Authors: The Palaeoverse Development Team
Last updated: 2024-10-17
Introduction
rmacrostrat
is an R package that allows users to easily
retrieve geologic data from the Macrostrat database and facilitates
analyses of these data within the R environment. This vignette (or
tutorial, if you prefer) is provided to guide you through the
installation process and some of the functionality available within
rmacrostrat
. Specifically, we will focus on making a
geographic map of a specific geologic formation, a commonly required
(and very important) figure for a variety of purposes across the
geosciences.
Installation
The rmacrostrat
package can be installed via CRAN, or
its dedicated GitHub repository
if the development version is preferred. To install via CRAN, simply
use:
install.packages("rmacrostrat")
To install the development version, first install the
devtools
package, and then use install_github
to install rmacrostrat
directly from GitHub.
install.packages("devtools")
devtools::install_github("palaeoverse/rmacrostrat")
You can now load rmacrostrat
using the standard
library
function:
Before we get into the good stuff, the development team has a
small request. If you use rmacrostrat
in your
research, please cite the associated publication. This will help us to
continue our work in supporting you to do yours. You can access the
appropriate citation via:
citation("rmacrostrat")
## To cite rmacrostrat in publications, use the following citation:
##
## Jones, L.A., Dean, C.D., Gearty, W., and Allen, B.J. 2024. rmacrostrat: An R package for accessing and retrieving data from
## the Macrostrat geological database. Geosphere doi: 10.1130/GES02815.1
##
## A BibTeX entry for LaTeX users is
##
## @Article{,
## title = {rmacrostrat: An R Package for fetching geologic data from the Macrostrat database.},
## author = {Lewis A. Jones and Christopher D. Dean and William Gearty and Bethany J. Allen},
## year = {2024},
## journal = {Geosphere},
## doi = {10.1130/GES02815.1},
## }
Context
The Hell Creek is a geologic formation from the late Cretaceous and
early Paleogene of North America, which is found cropping out across
Montana and North and South Dakota, in the United States. It consists of
both freshwater and brackish clays, mudstones, and sandstones, deposited
by a fluvial system on the shoreline of the Western Interior Seaway. The
Hell Creek is famous for its preservation of an extensive array of both
terrestrial and marginal marine fossils from just prior to the K/Pg mass
extinction (66 million years ago), including widely recognizable
dinosaurs such as Edmontosaurus, Triceratops and
Tyrannosaurus rex. In this vignette, we will show you how to
use rmacrostrat
to find the outcrop of the Hell Creek
Formation, and use this to create a map which could be used in a
potential publication. Whilst we have chosen a specific formation, this
approach could be applied to any number of geologic units of interest.
So, let’s dive in!
Fetching
First, we want to find the strat_name_id
s that are
associated with the Hell Creek. These IDs are linked to unique
stratigraphic names given to one or more geologic units, such as
Macrostrat units or map units, in the Macrostrat database. We can search
for the relevant IDs by using some of the def_*
functions.
These functions provide information about the data stored in the
database. Let’s have a look at the information associated with the name
Hell Creek, using def_strat_names()
:
# Search stratigraphic names for Hell Creek
def_strat_names(strat_name = "hell creek")
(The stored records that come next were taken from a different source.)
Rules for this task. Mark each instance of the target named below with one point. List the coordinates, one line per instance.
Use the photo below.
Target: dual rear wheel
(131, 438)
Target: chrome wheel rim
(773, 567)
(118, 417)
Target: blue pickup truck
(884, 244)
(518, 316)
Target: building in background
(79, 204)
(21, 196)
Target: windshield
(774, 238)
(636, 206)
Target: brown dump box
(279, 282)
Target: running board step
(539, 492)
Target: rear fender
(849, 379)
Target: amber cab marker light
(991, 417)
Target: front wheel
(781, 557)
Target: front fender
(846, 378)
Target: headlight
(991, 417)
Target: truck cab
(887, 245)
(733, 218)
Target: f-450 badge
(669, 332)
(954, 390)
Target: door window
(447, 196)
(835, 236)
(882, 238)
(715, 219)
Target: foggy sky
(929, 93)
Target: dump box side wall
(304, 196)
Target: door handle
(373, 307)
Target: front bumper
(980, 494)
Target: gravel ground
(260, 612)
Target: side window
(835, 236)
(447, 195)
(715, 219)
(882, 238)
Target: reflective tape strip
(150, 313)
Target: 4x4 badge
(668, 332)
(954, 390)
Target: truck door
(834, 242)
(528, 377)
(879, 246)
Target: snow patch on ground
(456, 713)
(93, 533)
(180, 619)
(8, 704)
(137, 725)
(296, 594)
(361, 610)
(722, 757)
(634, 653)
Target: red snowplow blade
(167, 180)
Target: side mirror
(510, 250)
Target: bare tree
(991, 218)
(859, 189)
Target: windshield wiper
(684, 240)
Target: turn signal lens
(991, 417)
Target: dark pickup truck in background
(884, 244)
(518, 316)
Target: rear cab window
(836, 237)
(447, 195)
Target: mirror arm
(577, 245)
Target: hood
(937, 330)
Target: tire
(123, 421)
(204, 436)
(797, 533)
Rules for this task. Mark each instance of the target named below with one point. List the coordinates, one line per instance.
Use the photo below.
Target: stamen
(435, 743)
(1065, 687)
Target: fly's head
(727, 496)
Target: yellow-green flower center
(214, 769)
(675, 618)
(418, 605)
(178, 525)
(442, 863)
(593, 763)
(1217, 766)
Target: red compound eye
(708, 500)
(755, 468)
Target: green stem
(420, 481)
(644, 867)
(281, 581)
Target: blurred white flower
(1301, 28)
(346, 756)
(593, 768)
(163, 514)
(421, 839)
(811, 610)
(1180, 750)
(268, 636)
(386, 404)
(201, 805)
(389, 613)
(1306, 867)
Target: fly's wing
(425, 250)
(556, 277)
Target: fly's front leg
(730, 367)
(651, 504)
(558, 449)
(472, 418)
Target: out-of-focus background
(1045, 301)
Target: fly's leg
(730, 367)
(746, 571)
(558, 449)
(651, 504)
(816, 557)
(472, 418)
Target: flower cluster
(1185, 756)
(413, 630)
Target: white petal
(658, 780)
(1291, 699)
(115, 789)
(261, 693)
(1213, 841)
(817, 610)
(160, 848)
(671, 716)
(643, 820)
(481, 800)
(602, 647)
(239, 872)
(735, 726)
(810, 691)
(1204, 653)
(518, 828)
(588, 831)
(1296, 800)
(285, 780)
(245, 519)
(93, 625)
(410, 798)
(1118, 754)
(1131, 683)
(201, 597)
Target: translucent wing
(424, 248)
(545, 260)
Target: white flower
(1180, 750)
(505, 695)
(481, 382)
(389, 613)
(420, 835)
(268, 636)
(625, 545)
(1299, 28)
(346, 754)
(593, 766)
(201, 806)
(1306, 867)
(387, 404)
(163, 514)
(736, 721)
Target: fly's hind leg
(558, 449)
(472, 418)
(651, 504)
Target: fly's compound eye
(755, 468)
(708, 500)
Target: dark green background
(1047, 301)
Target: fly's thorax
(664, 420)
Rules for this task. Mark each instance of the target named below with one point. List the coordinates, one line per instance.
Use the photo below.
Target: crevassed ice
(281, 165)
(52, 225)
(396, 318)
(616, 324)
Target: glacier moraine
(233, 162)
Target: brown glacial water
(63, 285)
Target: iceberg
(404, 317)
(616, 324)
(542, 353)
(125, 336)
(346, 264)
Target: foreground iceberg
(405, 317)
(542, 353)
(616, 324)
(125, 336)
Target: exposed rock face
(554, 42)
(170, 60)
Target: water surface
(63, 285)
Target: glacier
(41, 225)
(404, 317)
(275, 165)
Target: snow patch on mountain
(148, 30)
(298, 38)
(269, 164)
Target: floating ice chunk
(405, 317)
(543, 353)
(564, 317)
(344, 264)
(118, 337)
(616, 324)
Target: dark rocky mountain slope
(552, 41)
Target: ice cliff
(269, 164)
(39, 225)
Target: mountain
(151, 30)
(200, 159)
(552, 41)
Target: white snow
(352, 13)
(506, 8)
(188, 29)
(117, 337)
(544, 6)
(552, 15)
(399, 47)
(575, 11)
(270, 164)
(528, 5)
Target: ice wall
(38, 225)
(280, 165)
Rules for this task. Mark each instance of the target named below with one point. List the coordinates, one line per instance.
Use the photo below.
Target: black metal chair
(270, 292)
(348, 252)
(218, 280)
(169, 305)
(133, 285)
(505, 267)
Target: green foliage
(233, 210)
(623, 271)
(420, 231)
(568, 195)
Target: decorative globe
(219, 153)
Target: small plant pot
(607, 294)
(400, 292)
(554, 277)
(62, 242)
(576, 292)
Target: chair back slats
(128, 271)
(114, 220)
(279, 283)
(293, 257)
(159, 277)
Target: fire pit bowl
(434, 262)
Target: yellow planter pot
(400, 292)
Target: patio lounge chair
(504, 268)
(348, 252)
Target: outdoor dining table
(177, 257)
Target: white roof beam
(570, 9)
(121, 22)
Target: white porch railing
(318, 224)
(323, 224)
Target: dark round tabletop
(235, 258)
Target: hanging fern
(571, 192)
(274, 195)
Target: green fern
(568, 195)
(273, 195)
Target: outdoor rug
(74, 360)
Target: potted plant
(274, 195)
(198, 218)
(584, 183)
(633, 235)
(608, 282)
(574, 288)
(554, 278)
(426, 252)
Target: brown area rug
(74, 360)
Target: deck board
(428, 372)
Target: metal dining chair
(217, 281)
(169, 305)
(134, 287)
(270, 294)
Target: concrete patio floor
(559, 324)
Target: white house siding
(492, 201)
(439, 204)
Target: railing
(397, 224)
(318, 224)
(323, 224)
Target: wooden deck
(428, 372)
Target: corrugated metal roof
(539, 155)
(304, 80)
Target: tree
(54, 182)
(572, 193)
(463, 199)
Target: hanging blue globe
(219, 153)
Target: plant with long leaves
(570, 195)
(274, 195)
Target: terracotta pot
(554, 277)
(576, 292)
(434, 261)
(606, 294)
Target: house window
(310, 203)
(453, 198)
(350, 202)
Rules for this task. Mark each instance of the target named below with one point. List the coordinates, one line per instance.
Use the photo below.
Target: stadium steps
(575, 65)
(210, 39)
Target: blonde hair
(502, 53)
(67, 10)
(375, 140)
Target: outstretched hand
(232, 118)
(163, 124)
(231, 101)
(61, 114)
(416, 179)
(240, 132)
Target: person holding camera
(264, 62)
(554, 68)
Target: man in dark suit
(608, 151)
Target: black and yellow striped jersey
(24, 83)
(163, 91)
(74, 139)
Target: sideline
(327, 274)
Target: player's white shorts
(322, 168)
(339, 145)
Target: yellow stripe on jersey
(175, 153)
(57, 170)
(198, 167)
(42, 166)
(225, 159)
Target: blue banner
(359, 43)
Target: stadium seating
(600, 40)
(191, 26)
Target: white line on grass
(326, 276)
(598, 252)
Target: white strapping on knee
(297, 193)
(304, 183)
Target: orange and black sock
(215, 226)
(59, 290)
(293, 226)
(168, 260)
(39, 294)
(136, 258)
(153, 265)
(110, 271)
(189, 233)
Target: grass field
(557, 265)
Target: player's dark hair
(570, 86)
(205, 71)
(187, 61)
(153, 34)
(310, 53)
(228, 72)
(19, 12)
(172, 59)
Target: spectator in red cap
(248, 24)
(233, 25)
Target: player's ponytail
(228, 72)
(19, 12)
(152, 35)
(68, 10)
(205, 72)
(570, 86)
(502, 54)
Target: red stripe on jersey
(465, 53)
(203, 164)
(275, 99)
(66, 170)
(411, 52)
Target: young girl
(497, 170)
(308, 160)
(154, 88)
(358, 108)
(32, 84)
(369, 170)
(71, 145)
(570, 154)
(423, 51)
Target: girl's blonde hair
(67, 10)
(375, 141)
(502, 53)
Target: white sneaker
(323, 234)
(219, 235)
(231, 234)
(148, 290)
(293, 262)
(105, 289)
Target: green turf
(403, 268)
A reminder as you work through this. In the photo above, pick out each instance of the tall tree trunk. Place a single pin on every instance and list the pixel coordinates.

## strat_name strat_name_long rank strat_name_id concept_id bed bed_id mbr mbr_id fm fm_id subgp subgp_id
## 1 Hell Creek Hell Creek Formation Fm 71267 8598 0 0 Hell Creek 71267 0
## 2 Hell Creek Hell Creek Member Mbr 71268 8598 0 Hell Creek 71268 Lance 1090 0
## 3 Hell Creek Hell Creek Formation Fm 867 8598 0 0 Hell Creek 867 0
## gp gp_id sgp sgp_id b_age t_age b_period t_period c_interval t_units ref_id
## 1 Montana 2565 0 100.5 56 Cretaceous Paleogene 0 19
## 2 Black Buttes coal 69391 0 100.5 56 Cretaceous Paleogene 0 19
## 3 0 0 72.1 66 Cretaceous Paleogene 13 1
We can see that there are three different strat_name
s
associated with the name Hell Creek. You’ll also see that all three have
the same concept_id
, showing that these stratigraphic names
are united under a single geologic entity. We can therefore use this
concept_id
to search for all references to the Hell
Creek:
# Search stratigraphic names for all associated with Hell Creek concept_id
hc_def <- def_strat_names(concept_id = 8598)
# View data
hc_def
## strat_name strat_name_long rank strat_name_id concept_id bed bed_id mbr mbr_id fm fm_id subgp subgp_id
## 1 Hell Creek Hell Creek Formation Fm 71267 8598 0 0 Hell Creek 71267 0
## 2 Hell Creek Hell Creek Member Mbr 71268 8598 0 Hell Creek 71268 Lance 1090 0
## 3 Hell Creek Hell Creek Formation Fm 867 8598 0 0 Hell Creek 867 0
## gp gp_id sgp sgp_id b_age t_age b_period t_period c_interval t_units ref_id
## 1 Montana 2565 0 100.5 56 Cretaceous Paleogene 0 19
## 2 Black Buttes coal 69391 0 100.5 56 Cretaceous Paleogene 0 19
## 3 0 0 72.1 66 Cretaceous Paleogene 13 1
Yup, these three are the only entries for Hell Creek. But hang on!
Before going ahead and using these to pull our spatial data, you’ll also
notice that one of the strat_name
s here is actually the
Hell Creek “Member”, which is described as belonging to the Lance
Formation. On a hunt in the literature, it turns out that this is a term
used for the Hell Creek before it was designated to the rank of
formation (Archibald, 1982), so it’s okay to include here. But it’s
always worth remembering to check your data for errors prior to using
it!
Let’s go ahead and use the strat_name_id
s associated
with the Hell Creek concept_id
to get some spatial data. To
do this, we’ll need to use the get_map_outcrop()
function,
which allows us to grab outcrop polygons from geologic maps. Let’s do
that now, specifying that we want the output to be returned as an sf, or
‘simple features’, object. An sf object is a collection of simple
features (representations of real world objects) that includes
attributes and geometries in the form of a data.frame
.
# Get spatial outcrop information associated with each Hell Creek strat_name_id
hc <- get_map_outcrop(strat_name_id = hc_def$strat_name_id, sf = TRUE)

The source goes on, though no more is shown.